“Toda petição é um poema, todo poema é uma petição”
The Dreamers ou em português “Os Sonhadores” é uma produção cinematográfica ítalo-franco-britânica, dirigida pelo cineasta italiano Bernardo Bertolucci, em 2003, baseado no romance The Holy Innocents do escritor Gilbert Adair, também responsável pelo roteiro do filme. “Os Sonhadores” traz ao cinema mundial a contextualização utópica do “eu”, contrapondo-o ao “outro” e à “nós” em um jogo de espelhos multifocais, reluzindo chamas à década conhecida como o re-surgimento dos sentindos e das ideologias.
A trama começa no momento em que Henri Langlois é demitido da direção da Cinemateca francesa pelo escritor André Malraux, ministro da Cultura do presidente Charles De Gaulle. A demissão deixa revoltados estudantes e os maiores cineastas de todo mundo. Gente como Godard, Truffaut, Kurosawa, Fellini e até o brasileiro Glauber Rocha protesta contra a demissão. Uma manifestação em frente à Cinemateca é dispersa com bombas enquanto a polícia tenta conter os estudantes, cineastas e escritores.

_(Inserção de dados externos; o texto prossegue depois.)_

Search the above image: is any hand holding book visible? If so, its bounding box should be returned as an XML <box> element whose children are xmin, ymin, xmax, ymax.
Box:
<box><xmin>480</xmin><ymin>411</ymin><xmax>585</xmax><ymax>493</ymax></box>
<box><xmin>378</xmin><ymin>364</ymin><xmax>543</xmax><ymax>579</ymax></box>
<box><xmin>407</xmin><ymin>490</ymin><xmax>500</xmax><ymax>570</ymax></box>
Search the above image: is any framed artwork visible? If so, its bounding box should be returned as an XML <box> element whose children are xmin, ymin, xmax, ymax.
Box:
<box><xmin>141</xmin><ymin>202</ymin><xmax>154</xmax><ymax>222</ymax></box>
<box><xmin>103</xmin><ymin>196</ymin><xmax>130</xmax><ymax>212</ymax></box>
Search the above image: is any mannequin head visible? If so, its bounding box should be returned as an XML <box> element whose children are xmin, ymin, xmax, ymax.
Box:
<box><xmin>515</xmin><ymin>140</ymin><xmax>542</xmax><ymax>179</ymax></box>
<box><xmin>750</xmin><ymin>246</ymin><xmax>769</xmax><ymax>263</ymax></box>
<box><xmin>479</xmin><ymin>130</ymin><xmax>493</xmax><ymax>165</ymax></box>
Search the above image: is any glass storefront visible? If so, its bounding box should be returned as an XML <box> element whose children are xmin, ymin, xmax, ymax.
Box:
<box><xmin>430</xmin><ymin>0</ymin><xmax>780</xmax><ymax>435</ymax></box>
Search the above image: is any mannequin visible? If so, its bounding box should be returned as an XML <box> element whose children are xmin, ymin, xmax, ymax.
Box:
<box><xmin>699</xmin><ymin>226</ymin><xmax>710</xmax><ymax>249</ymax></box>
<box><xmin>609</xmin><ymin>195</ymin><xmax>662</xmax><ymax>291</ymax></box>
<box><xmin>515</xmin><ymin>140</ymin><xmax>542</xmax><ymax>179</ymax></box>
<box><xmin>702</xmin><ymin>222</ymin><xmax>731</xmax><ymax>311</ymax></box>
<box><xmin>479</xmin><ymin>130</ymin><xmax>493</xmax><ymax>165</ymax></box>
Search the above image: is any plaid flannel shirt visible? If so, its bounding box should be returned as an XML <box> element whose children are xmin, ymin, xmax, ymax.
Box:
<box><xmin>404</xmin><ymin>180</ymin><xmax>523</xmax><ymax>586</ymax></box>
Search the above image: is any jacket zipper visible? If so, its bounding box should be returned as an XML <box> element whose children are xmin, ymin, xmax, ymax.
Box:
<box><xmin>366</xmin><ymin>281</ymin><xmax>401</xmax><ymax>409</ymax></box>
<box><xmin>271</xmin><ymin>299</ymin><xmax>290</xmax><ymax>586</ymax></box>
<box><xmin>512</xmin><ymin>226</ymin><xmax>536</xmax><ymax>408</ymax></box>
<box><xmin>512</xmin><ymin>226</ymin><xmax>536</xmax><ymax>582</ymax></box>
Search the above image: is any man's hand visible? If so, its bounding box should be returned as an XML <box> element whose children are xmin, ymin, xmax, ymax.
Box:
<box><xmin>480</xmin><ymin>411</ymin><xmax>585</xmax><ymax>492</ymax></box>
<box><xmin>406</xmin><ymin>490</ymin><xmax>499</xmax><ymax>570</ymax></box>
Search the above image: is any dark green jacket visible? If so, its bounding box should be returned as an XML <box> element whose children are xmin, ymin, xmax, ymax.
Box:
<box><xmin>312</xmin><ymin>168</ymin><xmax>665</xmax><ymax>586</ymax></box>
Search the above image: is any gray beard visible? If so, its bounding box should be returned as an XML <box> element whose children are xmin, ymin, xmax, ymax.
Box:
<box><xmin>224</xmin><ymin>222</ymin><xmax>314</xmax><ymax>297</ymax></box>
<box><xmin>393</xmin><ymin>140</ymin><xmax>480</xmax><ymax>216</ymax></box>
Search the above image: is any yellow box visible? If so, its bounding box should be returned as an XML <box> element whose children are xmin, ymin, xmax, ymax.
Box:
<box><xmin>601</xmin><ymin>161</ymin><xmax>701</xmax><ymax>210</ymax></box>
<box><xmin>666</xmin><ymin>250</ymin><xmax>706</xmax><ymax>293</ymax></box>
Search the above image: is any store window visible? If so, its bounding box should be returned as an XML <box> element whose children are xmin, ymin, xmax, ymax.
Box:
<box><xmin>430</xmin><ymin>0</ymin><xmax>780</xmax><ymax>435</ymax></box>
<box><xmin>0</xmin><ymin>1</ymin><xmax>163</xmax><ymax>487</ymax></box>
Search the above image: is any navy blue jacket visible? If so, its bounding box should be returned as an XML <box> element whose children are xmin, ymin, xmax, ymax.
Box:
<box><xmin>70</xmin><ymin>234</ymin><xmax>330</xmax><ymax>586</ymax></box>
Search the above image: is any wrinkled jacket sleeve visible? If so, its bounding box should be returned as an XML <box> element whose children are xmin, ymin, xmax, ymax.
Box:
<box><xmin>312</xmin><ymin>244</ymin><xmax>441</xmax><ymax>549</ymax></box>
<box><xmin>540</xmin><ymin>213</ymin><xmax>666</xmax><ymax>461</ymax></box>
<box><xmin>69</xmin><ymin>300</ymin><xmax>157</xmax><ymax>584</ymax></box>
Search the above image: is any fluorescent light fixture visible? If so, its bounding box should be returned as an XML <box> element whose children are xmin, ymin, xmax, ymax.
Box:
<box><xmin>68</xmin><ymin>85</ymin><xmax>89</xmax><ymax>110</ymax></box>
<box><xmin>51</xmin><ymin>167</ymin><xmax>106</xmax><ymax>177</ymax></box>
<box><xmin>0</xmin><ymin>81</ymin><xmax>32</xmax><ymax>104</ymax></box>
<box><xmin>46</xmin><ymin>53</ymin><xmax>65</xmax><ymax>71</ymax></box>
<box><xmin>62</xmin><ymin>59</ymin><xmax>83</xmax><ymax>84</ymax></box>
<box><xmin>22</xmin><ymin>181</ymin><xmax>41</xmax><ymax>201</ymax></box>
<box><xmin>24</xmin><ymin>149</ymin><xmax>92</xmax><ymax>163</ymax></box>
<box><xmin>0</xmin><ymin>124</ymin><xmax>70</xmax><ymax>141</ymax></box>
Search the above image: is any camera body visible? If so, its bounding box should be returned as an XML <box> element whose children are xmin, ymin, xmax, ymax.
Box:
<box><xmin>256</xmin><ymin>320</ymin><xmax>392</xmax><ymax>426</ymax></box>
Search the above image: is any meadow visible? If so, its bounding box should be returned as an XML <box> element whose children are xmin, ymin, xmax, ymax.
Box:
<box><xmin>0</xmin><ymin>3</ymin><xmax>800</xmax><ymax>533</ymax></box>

O filme parte do amor que o diretor tem pelo grande cinema, transpondo-o para a atmosfera da época, onde são criados três personagens que se conhecem e passam a dividir a mesma paixão. O descarrilar dos fatos são pontuados entre os meses de fevereiro e maio de 1968, em Paris, no cerne da revolução que colocou estudantes frente a frente com a polícia e entrou para a história mundial.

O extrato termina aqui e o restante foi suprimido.